La «rabiosa actualidad» (que dirían los cronistas antiguos para referirse a los acontecimientos que demandan atención prioritaria de la opinión pública) está más rabiosa que nunca. Aunque no sorprende demasiado. Excepto por la ferocidad con que se comportan los dos jefes de las bandas enfrentadas, uno es el presidente del Partido Popular, señor Pablo Casado; y la otra, la señora Isabel Díaz Ayuso, presidenta de la Comunidad Autónoma de Madrid. La enemistad entre ambos venía creciendo como una hierba venenosa desde hace meses y ha venido a florecer ahora con toda impudicia.
Como ocurre siempre desde que pasamos de la dictadura franquista a la monarquía parlamentaria, el argumento decisivo para descalificar al contrario es la corrupción ajena. En un momento determinado, el señor Casado sacó del zurrón unos papeles supuestamente comprometedores para la señora Ayuso y su familia, pero esta reaccionó rápidamente al alegar la limpieza de la tramitación administrativa.

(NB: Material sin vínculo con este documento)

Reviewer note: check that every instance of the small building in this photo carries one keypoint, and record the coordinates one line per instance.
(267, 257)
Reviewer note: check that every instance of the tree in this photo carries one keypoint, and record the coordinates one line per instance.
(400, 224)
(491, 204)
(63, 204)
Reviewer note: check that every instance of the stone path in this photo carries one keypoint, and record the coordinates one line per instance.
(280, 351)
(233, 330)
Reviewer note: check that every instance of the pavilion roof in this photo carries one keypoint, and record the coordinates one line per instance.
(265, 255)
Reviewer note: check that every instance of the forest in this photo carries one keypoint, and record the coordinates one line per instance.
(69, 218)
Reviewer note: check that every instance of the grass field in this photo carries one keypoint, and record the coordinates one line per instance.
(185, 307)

El navajeo llevaba camino de dejar el campo del deshonor repleto de cadáveres, hasta que el señor Casado ordenó anular el expediente de expulsión abierto a la señora Ayuso, al advertir que la broma había llegado demasiado lejos y se corría el riesgo de hacer saltar por los aires el partido fundado por Fraga para recoger en su seno, como demócratas, a los herederos del franquismo. La operación resultó exitosa y andando el tiempo dos políticos de esa derecha, Aznar y Rajoy, pudieron ser elegidos democráticamente como presidentes del Gobierno de España, incluso por dos veces, con mayoría absoluta. Creyeron los pastores y sus rebaños que la estabilidad del Estado estaba garantizada, con un gran partido social liberal y otro de centro derecha gobernando en la alternancia del poder. Pero la realidad nos ha sorprendido por donde menos se esperaba. La derecha catalana y la derecha vasca, olfateando signos de debilidad en la estructura del Estado, insistieron en sus proyectos independentistas (la derecha gallega no participa en esa carrera por lo que se ve). En Cataluña se dio la cómica proclamación de una República que tuvo una existencia fantasmal de apenas 15 segundos de duración. Y en Madrid, rompeolas de todas las Españas posibles (y aún de las imposibles) surgió una derecha centrista y centralista trufada de intelectuales bienintencionados que acaban siempre por retirarse del foro meneando pesarosos la cabeza mientras mascullan aquello tan orteguiano de «no es eso, no es eso». Un proyecto, por cierto, que agotó dos oportunidades. Una, UPyD, comandada por la intrépida exsocialista Rosa Díez; y la otra, Ciudadanos, destrozada por los caprichos de un guaperas, Albert Rivera, al que se suponía avalado por las sociedades del Ibex 35. Los supervivientes de ese naufragio aún pelean por no ahogarse mientras aguardan a que alguien los suba a bordo de una lancha salvavidas. No obstante, la gran novedad dentro del territorio de la derecha fue la aparición de Vox, que es una escisión del PP con ideario y maneras de extrema derecha. En todas las citas electorales, excepto en Galicia, ha demostrado crecer a costa del partido madre. Como ocurre en la selva con algunas crías voraces. La peor noticia es que la derecha española evolucione hacia el neofranquismo.